Professor Takes Stance that State Government can Decide Property Rights of Private Owners

, Malcolm A. Kline, 1 Comment

Processed with VSCO with g3 preset. Photo credit: Amanda Florian

If there is an indefensible position on property rights, count on an academic to take it.

On March 20 the Supreme Court began to hear oral arguments in Murr v. Wisconsin, a property rights case it agreed to take up in January 2016. The Cato Institute previewed the case on St. Patrick’s Day.

“Joseph Murr and his siblings own two side-by-side lakeside lots, one with a recreational cabin and the other left vacant as an investment,” the Cato Institute release noted. “Due to land-use restrictions, they allege that Wisconsin has ‘taken’ the vacant lot, which would require the state to pay just compensation under the Fifth Amendment’s Takings Clause.”

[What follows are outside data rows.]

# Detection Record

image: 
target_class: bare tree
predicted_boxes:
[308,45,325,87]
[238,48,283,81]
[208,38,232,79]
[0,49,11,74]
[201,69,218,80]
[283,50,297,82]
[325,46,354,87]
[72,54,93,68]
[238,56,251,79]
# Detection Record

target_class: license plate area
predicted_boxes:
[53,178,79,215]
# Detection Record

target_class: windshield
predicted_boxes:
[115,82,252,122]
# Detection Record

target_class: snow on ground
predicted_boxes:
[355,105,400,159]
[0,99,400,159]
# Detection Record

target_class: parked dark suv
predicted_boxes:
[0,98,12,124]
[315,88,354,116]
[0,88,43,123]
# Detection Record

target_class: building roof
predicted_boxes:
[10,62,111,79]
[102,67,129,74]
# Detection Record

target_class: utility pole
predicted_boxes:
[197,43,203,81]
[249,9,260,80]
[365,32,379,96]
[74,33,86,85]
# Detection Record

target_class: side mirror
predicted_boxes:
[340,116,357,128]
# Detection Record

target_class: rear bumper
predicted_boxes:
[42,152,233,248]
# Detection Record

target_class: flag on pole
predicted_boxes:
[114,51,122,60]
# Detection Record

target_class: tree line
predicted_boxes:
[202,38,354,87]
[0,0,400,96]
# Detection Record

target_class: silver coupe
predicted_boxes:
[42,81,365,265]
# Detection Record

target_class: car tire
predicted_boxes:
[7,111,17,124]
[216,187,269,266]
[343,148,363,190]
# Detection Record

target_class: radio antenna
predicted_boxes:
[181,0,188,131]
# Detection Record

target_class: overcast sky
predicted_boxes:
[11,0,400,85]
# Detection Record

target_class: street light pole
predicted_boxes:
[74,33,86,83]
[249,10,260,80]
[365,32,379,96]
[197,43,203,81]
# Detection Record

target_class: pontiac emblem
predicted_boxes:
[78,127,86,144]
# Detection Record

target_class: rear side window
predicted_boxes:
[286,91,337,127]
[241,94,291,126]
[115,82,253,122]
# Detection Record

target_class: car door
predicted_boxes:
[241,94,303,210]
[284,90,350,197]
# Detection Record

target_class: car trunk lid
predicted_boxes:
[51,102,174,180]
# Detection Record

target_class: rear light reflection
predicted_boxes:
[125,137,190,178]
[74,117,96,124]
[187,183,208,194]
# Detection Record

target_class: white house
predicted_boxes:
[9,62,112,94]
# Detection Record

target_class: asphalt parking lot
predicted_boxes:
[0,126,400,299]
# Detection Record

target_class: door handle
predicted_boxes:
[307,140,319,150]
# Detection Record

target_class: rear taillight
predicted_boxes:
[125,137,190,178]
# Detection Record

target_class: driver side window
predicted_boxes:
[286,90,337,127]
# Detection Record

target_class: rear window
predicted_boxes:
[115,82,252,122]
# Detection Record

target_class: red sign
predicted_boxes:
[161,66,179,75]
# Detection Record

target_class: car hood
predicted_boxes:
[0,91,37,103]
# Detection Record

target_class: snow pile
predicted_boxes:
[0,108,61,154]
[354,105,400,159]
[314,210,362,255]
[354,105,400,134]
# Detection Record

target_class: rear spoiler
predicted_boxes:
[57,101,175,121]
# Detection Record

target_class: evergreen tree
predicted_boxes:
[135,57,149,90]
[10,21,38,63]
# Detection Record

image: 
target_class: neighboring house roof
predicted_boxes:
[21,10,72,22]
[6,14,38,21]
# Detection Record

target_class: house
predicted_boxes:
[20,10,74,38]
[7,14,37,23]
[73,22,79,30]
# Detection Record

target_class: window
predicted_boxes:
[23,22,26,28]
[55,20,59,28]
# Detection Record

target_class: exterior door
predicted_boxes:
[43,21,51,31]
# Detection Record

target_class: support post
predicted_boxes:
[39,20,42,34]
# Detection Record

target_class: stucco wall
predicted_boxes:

“Wisconsin courts rejected this claim by considering the economic use of the two lots combined. The Murr case thus asks how courts should define the ‘relevant parcel’ of land when evaluating regulatory takings. Cato filed a brief in this case, arguing that current regulatory-takings jurisprudence is unclear and puts a thumb on the scale for the government. Another amicus brief, filed by Nevada and eight other states and co-authored by Ilya Somin, argues that the Wisconsin court’s rule ‘creates significant perverse incentives for both landowners and regulators.’”

Somin did indeed make that point at Cato on Friday. Michael Pappas, an associate professor at the University of Maryland law school, made the counterargument that, well, the state of Wisconsin is the final arbiter of such a claim. “The Constitution has no free standing rule on property so courts look to the state,” he said.